Clean PCR products with AMPure XP beads (Beckman Coulter). Use fresh 70% ethanol and elute DNA in 30 ul ultra pure PCR water.
Quantify all indexed sample yields.
Pool libraries
Pool cleaned, indexed samples by equal mass/number of molecules per sample, target final library concentration of 10-15 nM in at least 200 ul. Use fragment size to calculate nM from ng/ul.
Quantify pooled library and check fragment size (same methods as in previous steps).
Sequencing
Prep PhiX Control Kit v3 for 15% spike-in.

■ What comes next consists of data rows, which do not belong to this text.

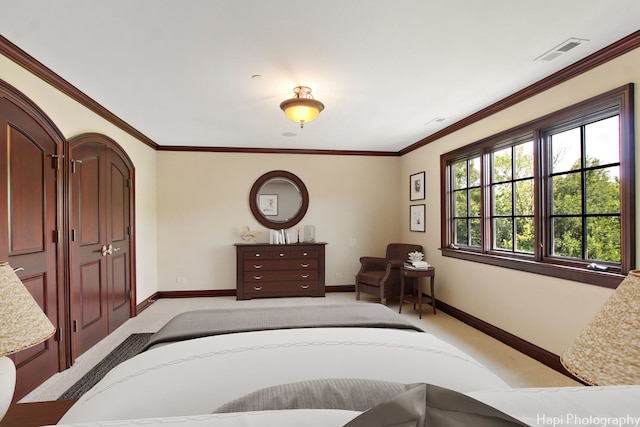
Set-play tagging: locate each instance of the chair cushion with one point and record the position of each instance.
(371, 277)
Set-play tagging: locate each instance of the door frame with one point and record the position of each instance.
(93, 137)
(21, 100)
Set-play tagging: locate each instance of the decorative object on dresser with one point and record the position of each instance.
(23, 324)
(248, 235)
(285, 270)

Sequence with MiSeq v3 600-cycle kit, 2 x 100 PE reads.
Protocol references
Amaral-Zettler, L.A., McCliment, E.A., Ducklow, H.W. and Huse, S.M., 2009. A method for studying protistan diversity using massively parallel sequencing of V9 hypervariable regions of small-subunit ribosomal RNA genes. PloS one,4(7), p.e6372.
Kelly, R.P., O’Donnell, J.L., Lowell, N.C., Shelton, A.O., Samhouri, J.F., Hennessey, S.M., Feist, B.E. and Williams, G.D., 2016. Genetic signatures of ecological diversity along an urbanization gradient. PeerJ,4, p.e2444.
Ørberg, S.B., Krause‐Jensen, D., Geraldi, N.R., Ortega, A., Díaz‐Rúa, R. and Duarte, C.M., 2022. Fingerprinting Arctic and North Atlantic Macroalgae with eDNA–Application and perspectives. Environmental DNA,4(2), pp.385-401.